男子は女子と比べてレベルの取りこぼしが目立ちました

 

  Jump Spin Step PCS 減点 Total Scores
Nathan CHEN 138.50 27.27 16.45 141.20 0.00 323.42
Yuzuru HANYU 115.93 27.14 15.35 142.55 0.00 300.97
Vincent ZHOU 114.21 23.79 14.20 128.96 0.00 281.16
Shoma UNO 95.15 26.58 15.68 133.91 -1.00 270.32
Boyang JIN 104.46 23.71 13.01 122.53 -1.00 262.71
Mikhail KOLYADA 90.24 25.42 14.36 132.42 0.00 262.44
Matteo RIZZO 98.15 23.20 14.37 122.94 -1.00 257.66
Michal BREZINA 86.74 23.95 15.68 128.91 -1.00 254.28
Jason BROWN 78.05 27.05 15.40 134.65 -1.00 254.15
Andrei LAZUKIN 98.35 22.74 12.56 115.09 0.00 248.74

基礎点とGOEを合わせるとこうなります。ジャンプだけで100点を超えたのは四人。その中でもネイサンチェン選手は突出しています。

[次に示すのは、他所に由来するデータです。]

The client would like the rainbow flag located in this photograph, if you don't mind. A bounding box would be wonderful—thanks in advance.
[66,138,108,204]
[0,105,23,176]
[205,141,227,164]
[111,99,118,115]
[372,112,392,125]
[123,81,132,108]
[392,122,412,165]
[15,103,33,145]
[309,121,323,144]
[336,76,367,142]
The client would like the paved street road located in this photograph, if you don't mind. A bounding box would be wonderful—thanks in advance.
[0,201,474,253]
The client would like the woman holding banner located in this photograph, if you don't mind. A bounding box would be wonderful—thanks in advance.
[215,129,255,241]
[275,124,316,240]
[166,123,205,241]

ジャンプスピンステップとネイサンチェン選手が一位。PCSのみ羽生選手が一位です。PCSの三位はジェイソンブラウン選手。四回転とはいわないので、トリプルアクセルまででいいので、三本しっかり決めてくれれば、表彰台争いができるチャンスくらいまでは今回あったんですけどねえ。

 

  Jump Spin Step PCS 減点 順位
Nathan CHEN 1 1 1 2 1 1
Yuzuru HANYU 2 2 5 1 1 2
Vincent ZHOU 3 7 8 6 1 3
Shoma UNO 7 4 2 4 6 4
Boyang JIN 4 8 9 9 6 5
Mikhail KOLYADA 8 5 7 5 1 6
Matteo RIZZO 6 9 6 8 6 7
Michal BREZINA 9 6 2 7 6 8
Jason BROWN 10 3 4 3 6 9
Andrei LAZUKIN 5 10 10 10 1 10

要素グループ別に上位10選手内で順位をつけたもの。

宇野選手はジャンプの失敗をスピンステップPCSで何とかカバーしたものの、上位3人との差は大きくて4位に留まった、というところでしょうか。ボーヤンジン選手は本人比ではジャンプも満足がいく水準ではありませんでしたが、それなりには点が出て全体の4番目。ただ、スピンステップPCSが伸びずに表彰台争いとはだいぶ離れた五番目で終わっていました。

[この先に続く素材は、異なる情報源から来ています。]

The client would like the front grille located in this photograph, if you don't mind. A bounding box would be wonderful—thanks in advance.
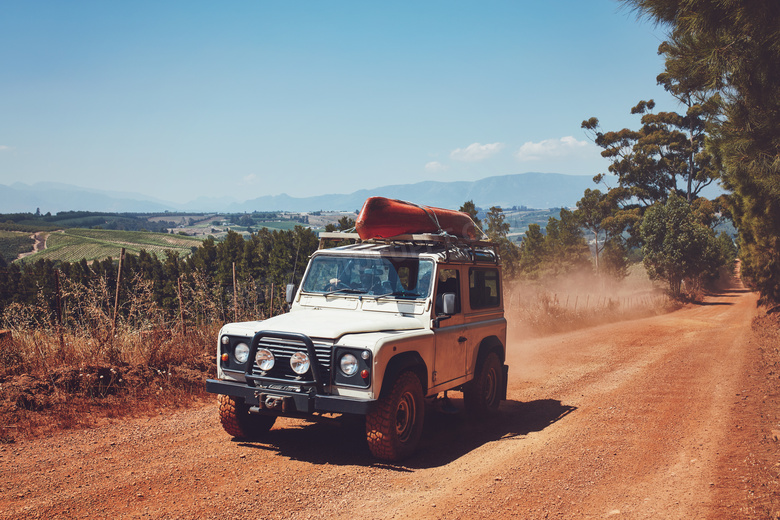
[252,337,333,384]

ステップで2位のスコアを上げているのはブレジナ選手。ショートフリー共にレベル4で加点も十分も取った結果こうなりました。ステップで点が取れる選手は見ていて映えます。

 

  Jump Spin Step PCS 減点  
Nathan CHEN 60.45 4.53 3.89 26.11 1.00 95.98
Yuzuru HANYU 37.88 4.40 2.79 27.46 1.00 73.53
Vincent ZHOU 36.16 1.05 1.64 13.87 1.00 53.72
Shoma UNO 17.10 3.84 3.12 18.82 0.00 42.88
Boyang JIN 26.41 0.97 0.45 7.44 0.00 35.27
Mikhail KOLYADA 12.19 2.68 1.80 17.33 1.00 35.00
Matteo RIZZO 20.10 0.46 1.81 7.85 0.00 30.22
Michal BREZINA 8.69 1.21 3.12 13.82 0.00 26.84
Jason BROWN 0.00 4.31 2.84 19.56 0.00 26.71
Andrei LAZUKIN 20.30 0.00 0.00 0.00 1.00 21.30

各要素グループで、上位10選手中10位の選手と、自分の得点との差を並べたのがこの表です。

ジャンプだけで60点もの大差がついているのが分かります。それに対して、スピンは最大で4.53、ステップは3.89と、それほど差が付きません。PCSでも27.46までです。ジャンプでいかに差が付くか、というのが分かります。

女子と比べても、男子のジャンプ大会色は色濃いなあ、というのが感じられる結果でした。